Um número esmagador dos utilizadores que se registaram aceitaram estes T&C – porque inevitavelmente não leram o que estavam a assinar, ou seja assinaram um contracto sem ter a noção das suas consequências.

O primeiro princípio que as organizações devem implementar para “elevar a fasquia”, é “procurar transformar os utilizadores de “elo mais fraco” em “primeira linha de defesa”, e entenderem que esta jornada não se consegue exclusivamente com “formações em cibersegurança”, mas com a criação de uma certa cultura de segurança generalizada, que começa pela valorização da informação a que os utilizadores têm acesso e da sua importância na sua defesa, bem como pela clara explicação das consequências de uma falha no processo, seja esta por que razão for”.

Na IBM, “tenho tido várias experiências em que este tipo de mentalidade, quase obsessiva, vai sendo transmitida às novas contratações que, por sua vez, já nascem numa cultura de protecção da informação”. Os componentes necessários à criação dessa cultura “ passam acima de tudo pela capacidade de gerar o entendimento de que é responsabilidade do utilizador proteger a sua informação e, não menos importante, informar imediatamente em caso de potencial risco para a organização”.

“A existência de um contexto generalizado de segurança – por exemplo, a existência de uma segurança física e controlo de acessos eficaz com áreas reservadas – também dá forma a esta mentalidade”, aponta. Finalmente, “a evolução desta cultura tem de ser permanentemente monitorizada, com testes frequentes a todos os utilizadores, exercícios diversos e um feedback honesto”.

Como conclui, “as organizações não devem só usar a cibersegurança para proibir, mas que a melhor forma de alterar processos e procedimentos é criar “caminhos de menor resistência” aos utilizadores”.
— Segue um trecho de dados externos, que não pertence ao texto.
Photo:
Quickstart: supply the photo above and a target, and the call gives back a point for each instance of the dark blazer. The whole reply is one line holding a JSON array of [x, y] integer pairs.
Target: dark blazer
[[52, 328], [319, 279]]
Ao proibir ou restringir alguma actividade, “a organização deve tentar compensar os utilizadores com formas mais fáceis de fazer o mesmo trabalho – para evitar o recurso a shadow IT ou a formas mais “criativas” de trabalhar, e respectiva cultura de informalidade que não se pretende”.

Para o responsável da Check Point “as instituições devem desenvolver programas de formação contínua, que levem os seus colaboradores a tomarem uma consciência clara do risco que a cibersegurança acarreta, bem como programas de validação de conhecimento e de simulação periódica de conhecimento com testes, simulações, falsos ataques, que utilizem as mais recentes técnicas de ciberataque para treinar os seus colaboradores a estarem mais despertos e que possam agir correctamente aquando de enfrentar um ataque real. Estes programas, em conjunto com uma solução de cibersegurança completa e integrada permitirá reduzir a “fraqueza” humana”.

A ter em conta as respostas dadas à Security Magazine pelos especialistas em matéria de cibersegurança, este é um mercado dinâmico, com uma grande margem de progressão e crescimento, mas também de aprendizagem para as empresas de uma forma transversal.

A cibersegurança desempenha um papel crucial na protecção de informações e sistemas vitais no mundo conectado que hoje conhecemos. A consciencialização dos gestores está a mudar e tem aumentado nos últimos anos, à medida que mais pessoas reconhecem os riscos associados à exposição de dados e informação sensível, bem como aos impactos ao nível da interrupção de serviços e as suas consequências para a sociedade civil.

Mas se, por um lado, aumenta a consciencialização, do outro lado, do cibercrime, aumentam também os ataques mais sofisticados, com novos ou antigos métodos, tendo em vista, nomeadamente, o lucro. Neste sentido, parece evidente que é essencial a colaboração entre Governos e o sector privado, entre especialistas do sector, tendo em vista enfrentar os actuais e futuros desafios do sector.

Importa recordar que na cibersegurança, tal como noutra qualquer área da segurança, o desafio é contínuo e está em constante evolução e mutação, surgindo a cada dia novas e melhores práticas e estados de alerta.